Tradición en peligro
Ser pescadero en Cáceres: un oficio al borde del naufragio
Mientras la labor de los pescaderos de barrio se desvanece lentamente, unos pocos resisten para dar a continuidad a la tradición. Entre madrugones, esfuerzo físico y destreza detrás del mostrador, José Manuel Garzo lucha cada día para que su negocio familiar siga siendo un referente en la capital cacereña

José Manuel Garzo, a cargo de la pescadería Felipe Salgado ubicada en el mercado de abastos de la Ronda del Carmen. / Carlos Gil

Sobre las cuatro de la mañana suena el despertador. Mientras la ciudad todavía duerme, José Manuel Garzo se dispone a empezar una nueva jornada, organizando la mercancía y dejando todo listo para que el mostrador luzca impecable. Lleva media vida detrás del mostrador, y en los últimos diez años ha hecho del mercado municipal de la Ronda del Carmen su lugar de batalla diaria.
«Es un trabajo duro, tiene que gustarte», afirma este cacereño de 37 años y padre de familia. «Hay que madrugar mucho y cada día toca montar y desmontar el mostrador, despachar al público, fregar…». Una rutina intensa que exige paciencia, dedicación y cuidado por los detalles.

Carlos Gil
Legado familiar
La suya es una historia ligada a un negocio familiar. La pescadería Felipe Salgado, fundada en 1968, tiene dos tiendas en Cáceres y una larga trayectoria que la ha convertido en un referente local. Su padre le inculcó no solo el oficio, sino la disciplina y el respeto por un trabajo que requiere constancia y precisión.
Empezó desde abajo, aunque sus primeros pasos fueron en una carnicería, donde aprendió a manejar los cuchillos con verdadera destreza. Hasta que un día su padre le sugirió probar en la pescadería. «Fui a probar, me gustó y me quedé», recuerda.
En su local, José Manuel ofrece una gran variedad de pescado y marisco fresco, procurando que la calidad sea siempre su sello distintivo de la empresa. Desde lubina, bacalao y dorada, hasta gambas, langostinos y mejillones, su catálogo se adapta a todos los gustos.

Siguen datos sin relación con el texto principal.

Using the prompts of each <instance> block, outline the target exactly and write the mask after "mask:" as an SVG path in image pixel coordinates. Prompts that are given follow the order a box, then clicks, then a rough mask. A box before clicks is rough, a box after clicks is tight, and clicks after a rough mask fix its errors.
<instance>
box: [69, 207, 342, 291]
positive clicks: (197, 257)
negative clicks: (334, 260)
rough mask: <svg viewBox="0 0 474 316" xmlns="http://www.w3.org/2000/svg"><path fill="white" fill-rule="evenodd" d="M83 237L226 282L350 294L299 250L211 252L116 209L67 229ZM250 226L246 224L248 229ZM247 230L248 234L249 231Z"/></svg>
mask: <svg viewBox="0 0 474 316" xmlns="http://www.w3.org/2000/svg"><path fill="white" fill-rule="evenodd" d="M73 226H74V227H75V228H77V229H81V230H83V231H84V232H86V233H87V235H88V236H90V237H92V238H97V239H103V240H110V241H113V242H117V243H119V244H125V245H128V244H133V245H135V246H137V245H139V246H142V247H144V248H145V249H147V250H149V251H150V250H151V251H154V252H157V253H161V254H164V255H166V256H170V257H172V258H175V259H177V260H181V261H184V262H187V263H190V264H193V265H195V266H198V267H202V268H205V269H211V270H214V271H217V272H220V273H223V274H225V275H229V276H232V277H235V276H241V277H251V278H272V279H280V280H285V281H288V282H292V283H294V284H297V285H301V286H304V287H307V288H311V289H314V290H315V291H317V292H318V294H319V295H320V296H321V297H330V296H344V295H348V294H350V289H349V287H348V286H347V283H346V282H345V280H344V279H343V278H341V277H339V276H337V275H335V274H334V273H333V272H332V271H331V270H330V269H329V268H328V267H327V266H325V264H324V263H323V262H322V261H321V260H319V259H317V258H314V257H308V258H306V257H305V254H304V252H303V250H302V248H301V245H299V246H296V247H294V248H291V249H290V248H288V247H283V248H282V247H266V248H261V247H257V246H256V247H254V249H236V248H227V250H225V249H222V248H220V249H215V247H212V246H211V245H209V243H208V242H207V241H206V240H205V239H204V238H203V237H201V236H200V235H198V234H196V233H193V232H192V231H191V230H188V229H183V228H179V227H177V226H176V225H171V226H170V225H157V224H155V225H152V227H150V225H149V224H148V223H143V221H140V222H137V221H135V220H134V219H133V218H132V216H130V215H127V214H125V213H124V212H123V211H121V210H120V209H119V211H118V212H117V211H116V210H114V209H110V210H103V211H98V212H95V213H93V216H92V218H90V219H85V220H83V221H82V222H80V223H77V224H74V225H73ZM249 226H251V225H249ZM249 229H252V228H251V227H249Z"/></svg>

Variedad de productos frescos a la venta en el mostrador del establecimiento. / Carlos Gil
La oferta, explica, se va ajustando a las tendencias del mercado: «Lo que más se vende es el pescado de temporada. Y ahora que se acercan las navidades, la gente ya empieza a comprar marisco y se pone un poco nerviosa por la subida de precios, como pasa todos los años», comenta con una sonrisa.
La relación con los clientes es otro de los pilares de su trabajo. Muchos son fieles que acuden al puesto a diario, confiando en su experiencia y en el trato cercano que le caracteriza. «También tenemos una parte del público que compra mensualmente o cada quincena a través de la página web de la empresa», explica, lo que permite a quienes prefieren no desplazarse recibir su pedido directamente en casa.
Un sector que se apaga
Pero ese espíritu comunitario convive con una realidad que preocupa: la sensación de que el oficio de los pescaderos de barrio se apaga poco a poco, lo que afecta principalmente a los mercados locales. Una profesión marcada por madrugones, sueldos bajos y una disciplina que no todos están dispuestos a asumir y que parece haber perdido atractivo entre las nuevas generaciones.
"Si no te apasiona este trabajo y no lo has vivido desde pequeño, resulta complicado"
Quienes lo viven día a día, como José Manuel, perciben un futuro a medio y largo plazo muy oscuro. Según cuenta, en la capital cacereña apenas sobreviven dos pescaderos de su edad o más jóvenes, y no se aprecia que vaya a haber relevo. «Esto es muy vocacional. Si no te apasiona y no lo has vivido desde pequeño, es complicado», subraya.
Vocación y tradición
A pesar de las dificultades, continúa cada jornada con la misma dedicación que le inculcó su familia, porque para él este trabajo no es solo una forma de ganarse la vida, sino también una tradición que merece mantenerse viva.